His next album, Money Can’t Buy Happiness, was a well-received success, but it’s clear that the stigma he endured persists (“They say I fell,” he complains on Freestyle, ” they man, there are haters “), as was the suggestion that he leaned into a more commercial sound at the behest of his label, hence, presumably, the opening of Independence Day.
The rest of the album feels even more austere than its predecessor, a doubling of core values. There’s certainly nothing here like Do You Right’s heavy Auto-Tune vocals, or the Fugees-sampling Ready. What comes closest to the latter’s soulful chorus are the disembodied vocal samples that float around Skinny N **** s, a track on which Fredo undertakes to tone down a little the bluster about its richness: these sparkling chains… I have to go hard ”. Much of it deals with dark-hued samples – chimes from horror movies on Mind, a dark piano on My Mother’s Life – to trap beats and wobbly bass. This does not mean that the production is not creative.
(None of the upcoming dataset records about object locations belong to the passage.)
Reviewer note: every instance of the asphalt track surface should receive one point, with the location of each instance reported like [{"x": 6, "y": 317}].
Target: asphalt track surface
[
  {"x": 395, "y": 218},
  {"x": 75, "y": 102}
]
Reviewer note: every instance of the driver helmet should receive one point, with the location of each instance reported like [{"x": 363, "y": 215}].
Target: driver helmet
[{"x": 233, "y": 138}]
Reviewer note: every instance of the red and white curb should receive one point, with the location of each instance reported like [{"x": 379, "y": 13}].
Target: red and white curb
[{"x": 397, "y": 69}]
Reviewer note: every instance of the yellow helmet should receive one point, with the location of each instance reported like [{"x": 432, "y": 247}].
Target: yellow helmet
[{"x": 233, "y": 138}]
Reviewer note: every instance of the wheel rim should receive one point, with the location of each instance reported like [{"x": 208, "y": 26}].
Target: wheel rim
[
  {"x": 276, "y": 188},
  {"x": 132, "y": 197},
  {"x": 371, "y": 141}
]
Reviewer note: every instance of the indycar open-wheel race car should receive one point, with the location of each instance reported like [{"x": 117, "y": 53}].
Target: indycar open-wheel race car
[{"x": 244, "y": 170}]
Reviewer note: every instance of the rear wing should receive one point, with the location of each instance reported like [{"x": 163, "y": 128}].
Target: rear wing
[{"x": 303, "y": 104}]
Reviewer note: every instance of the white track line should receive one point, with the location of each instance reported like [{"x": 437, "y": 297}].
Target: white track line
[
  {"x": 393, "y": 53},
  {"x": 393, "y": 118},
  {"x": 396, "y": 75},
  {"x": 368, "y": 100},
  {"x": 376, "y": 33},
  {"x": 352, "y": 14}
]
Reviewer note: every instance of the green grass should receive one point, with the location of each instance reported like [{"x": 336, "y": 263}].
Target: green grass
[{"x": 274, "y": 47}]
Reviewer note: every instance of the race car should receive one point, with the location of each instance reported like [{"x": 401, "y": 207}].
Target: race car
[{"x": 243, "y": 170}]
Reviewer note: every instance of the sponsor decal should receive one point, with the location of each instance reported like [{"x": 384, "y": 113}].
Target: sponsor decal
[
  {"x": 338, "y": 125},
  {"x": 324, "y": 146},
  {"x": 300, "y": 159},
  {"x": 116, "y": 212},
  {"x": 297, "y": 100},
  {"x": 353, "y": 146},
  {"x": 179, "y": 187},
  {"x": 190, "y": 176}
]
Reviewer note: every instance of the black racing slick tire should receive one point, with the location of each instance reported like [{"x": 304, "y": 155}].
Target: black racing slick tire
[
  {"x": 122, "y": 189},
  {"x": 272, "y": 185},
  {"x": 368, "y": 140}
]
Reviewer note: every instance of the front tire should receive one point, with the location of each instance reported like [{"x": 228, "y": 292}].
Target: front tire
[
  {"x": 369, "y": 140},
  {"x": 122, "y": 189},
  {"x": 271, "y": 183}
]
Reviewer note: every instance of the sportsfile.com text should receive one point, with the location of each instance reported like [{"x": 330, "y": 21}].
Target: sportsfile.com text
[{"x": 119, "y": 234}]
If you want your music to shake things up on TikTok, the ghostly reuse of Double Tap from a Hayloft voice by Mother Mother – a minor Canadian indie band to a selection of tracks from their 2008 album O My Heart, Hayloft among them, inexplicably became linked to trends on the video-sharing platform last year – seems a significantly better way to go: the vocals hypnotically repeat over a bubbling bassline for an exciting effect.
Lyrically, Independence Day sticks to the basics of road-rap: violence, prison, drugs, the tone of rhymes – “how you drills when you’ve only stabbed them?” ? – undermined by the melancholy that runs through the sound. Fredo doesn’t really care what kind of in-depth self-examination Dave engages in, or explicit political politics, although both Skinny N **** s and the Final Outro find him struggling to reconcile his success with his past, and his friends still trapped by poverty and crime. Wandsworth’s title in Bullingdon refers to Oxfordshire Prison, rather than Boris Johnson’s former consumer society, but Fredo is very good at showing wit amid threats of violence and contempt: ” I had more songs than Tropicana ”.
He is also good at knowing how to suddenly lower the lyric temperature, like the 14, which goes from rejecting the idea of doing a nine to a five rather than dealing in drugs, before changing your tone: “I was 14 years old. when I stopped shopping. with my mother / She said “Why? I said ‘I have beef’, she says ‘What have you done?’ The chorus launches, suddenly sounding not proud, but lost.
Elsewhere on the same track, Fredo offers another rejection of the music he made in 2020: “Last year I came into the light, this year is my heavy flow,” he says, which confirms Independence Day. It’s not one of British rap’s recurring albums, but it’s clearly not meant to be – as it gets cut off, it does its job perfectly.